[Nottingham] Debian devotion [was: OE Reply Fixer]
Robert Davies
nottingham at mailman.lug.org.uk
Wed Mar 5 21:50:01 2003
On Wednesday 05 March 2003 20:53, you wrote:
> Robert Davies wrote:
> >On Wednesday 05 March 2003 17:23, you wrote:
> >>Martin Garton wrote:
> >>>On Wed, 5 Mar 2003, .waffle wrote:
> >My problem was, I needed a 'Fresh' release, packages that had been tested
> >reasonably and passed from unstable, that would add new software, and
> > major releases of things like Destkops, which don't impact underlying
> > server code.
>
> Like testing maybe? Packages go to this when they have cleared
> unstable, though I use unstable without problems. It is worth noting
> that unstable packages have already been proven stable in the
> experimental distribution, and I have had my machine broken exactly 0
> times tracking sid (unstable) pretty much daily. IMHO the name does a
> lot to put people off but it is as stable as say mandrake.
testing may live on after sid was created, but woody was the only game in
town when it was unstable and Potatoe was the current stable version. At
times woody *was* very broken. Those who did use it told me at LUG meetings
they had to keep an eye on the lists and only make 'fairweather' updates,
I've also seen serious breakage at times reported in uk.os.linux.
So when Woody came out officially, I think I'd already been happily using
another distro for 18 months, and have no reason to change. Gentoo has
aroused my interest again in trying another distro out, but I don't see any
advantages of Debian over what I have currently installed, and quite a few
disadvantages.
There's a well known psychological reason that can explain fandom and
devotion.

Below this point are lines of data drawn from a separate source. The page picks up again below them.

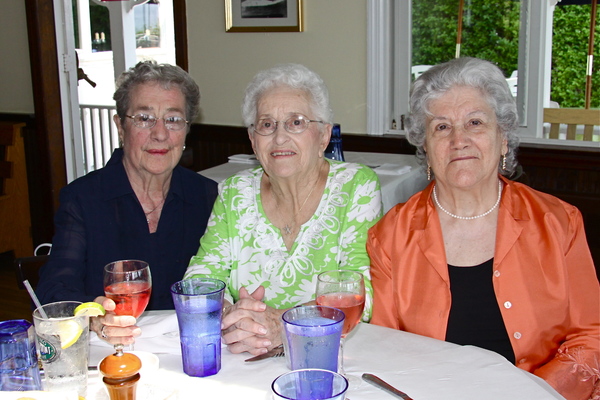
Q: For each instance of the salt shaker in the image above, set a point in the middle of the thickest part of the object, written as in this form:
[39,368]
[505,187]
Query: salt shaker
[121,374]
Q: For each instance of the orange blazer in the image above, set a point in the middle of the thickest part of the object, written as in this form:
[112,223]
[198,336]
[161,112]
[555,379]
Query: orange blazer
[544,279]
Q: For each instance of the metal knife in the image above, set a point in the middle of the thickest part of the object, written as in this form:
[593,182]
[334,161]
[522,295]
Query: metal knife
[375,381]
[274,352]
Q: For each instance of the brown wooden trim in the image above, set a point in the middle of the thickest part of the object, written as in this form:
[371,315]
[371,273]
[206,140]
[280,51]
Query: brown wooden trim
[180,26]
[49,150]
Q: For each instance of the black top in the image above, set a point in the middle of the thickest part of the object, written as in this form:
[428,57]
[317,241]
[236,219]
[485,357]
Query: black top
[100,220]
[475,317]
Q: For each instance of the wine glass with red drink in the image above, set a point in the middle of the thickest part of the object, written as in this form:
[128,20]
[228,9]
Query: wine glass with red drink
[344,290]
[129,284]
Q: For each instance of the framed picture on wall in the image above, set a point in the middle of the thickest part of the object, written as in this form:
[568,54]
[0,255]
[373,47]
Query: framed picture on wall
[263,16]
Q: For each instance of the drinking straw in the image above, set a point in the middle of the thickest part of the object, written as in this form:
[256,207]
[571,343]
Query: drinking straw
[35,299]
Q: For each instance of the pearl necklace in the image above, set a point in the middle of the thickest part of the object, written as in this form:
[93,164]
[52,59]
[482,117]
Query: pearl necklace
[476,216]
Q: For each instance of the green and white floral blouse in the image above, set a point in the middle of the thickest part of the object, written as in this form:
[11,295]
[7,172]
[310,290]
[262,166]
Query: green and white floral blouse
[242,248]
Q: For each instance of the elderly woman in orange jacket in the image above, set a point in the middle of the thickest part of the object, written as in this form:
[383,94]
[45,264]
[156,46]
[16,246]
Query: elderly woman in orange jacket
[476,258]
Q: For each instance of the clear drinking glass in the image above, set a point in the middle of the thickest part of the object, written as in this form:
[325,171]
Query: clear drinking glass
[344,290]
[129,284]
[63,342]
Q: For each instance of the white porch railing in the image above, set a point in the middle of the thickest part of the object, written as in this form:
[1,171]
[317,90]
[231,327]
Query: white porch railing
[99,135]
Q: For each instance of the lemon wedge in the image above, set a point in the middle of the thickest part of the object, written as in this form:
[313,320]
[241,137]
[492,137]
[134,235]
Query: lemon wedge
[89,309]
[68,331]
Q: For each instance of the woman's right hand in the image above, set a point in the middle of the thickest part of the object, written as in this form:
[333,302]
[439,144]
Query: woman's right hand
[112,328]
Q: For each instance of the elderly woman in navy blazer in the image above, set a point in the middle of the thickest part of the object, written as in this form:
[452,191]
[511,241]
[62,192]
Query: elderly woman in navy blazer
[141,205]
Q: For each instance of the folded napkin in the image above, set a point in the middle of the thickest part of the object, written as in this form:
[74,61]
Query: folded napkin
[38,395]
[243,159]
[392,169]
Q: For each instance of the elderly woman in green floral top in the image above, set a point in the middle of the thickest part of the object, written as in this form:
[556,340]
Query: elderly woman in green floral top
[274,228]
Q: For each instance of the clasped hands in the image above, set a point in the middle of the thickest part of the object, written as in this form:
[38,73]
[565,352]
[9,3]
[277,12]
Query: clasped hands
[112,328]
[250,325]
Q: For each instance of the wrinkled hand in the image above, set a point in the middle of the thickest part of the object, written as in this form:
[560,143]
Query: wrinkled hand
[250,325]
[119,329]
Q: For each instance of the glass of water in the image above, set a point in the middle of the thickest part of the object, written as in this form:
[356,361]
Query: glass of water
[63,343]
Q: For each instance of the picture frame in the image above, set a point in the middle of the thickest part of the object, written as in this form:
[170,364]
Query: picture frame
[263,16]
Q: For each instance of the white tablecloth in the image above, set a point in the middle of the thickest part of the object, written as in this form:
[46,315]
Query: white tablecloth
[425,368]
[399,174]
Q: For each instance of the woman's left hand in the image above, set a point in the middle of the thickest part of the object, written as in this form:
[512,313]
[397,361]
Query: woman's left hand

Basically if you have to put a lot into something, then because
you have time invested, you are fully bought in and committed. To feel it
wasn't worth the effort implies you wasted your time. It's much easier to
slag off what automatic tools do, as you've not 'bought into them' with your
own efforts.
I liked Debian myself a lot when I had it, it was only really the slow
release cycle and lack of near to state of art stable releases, that made me
cut my losses and buy a commercial distro.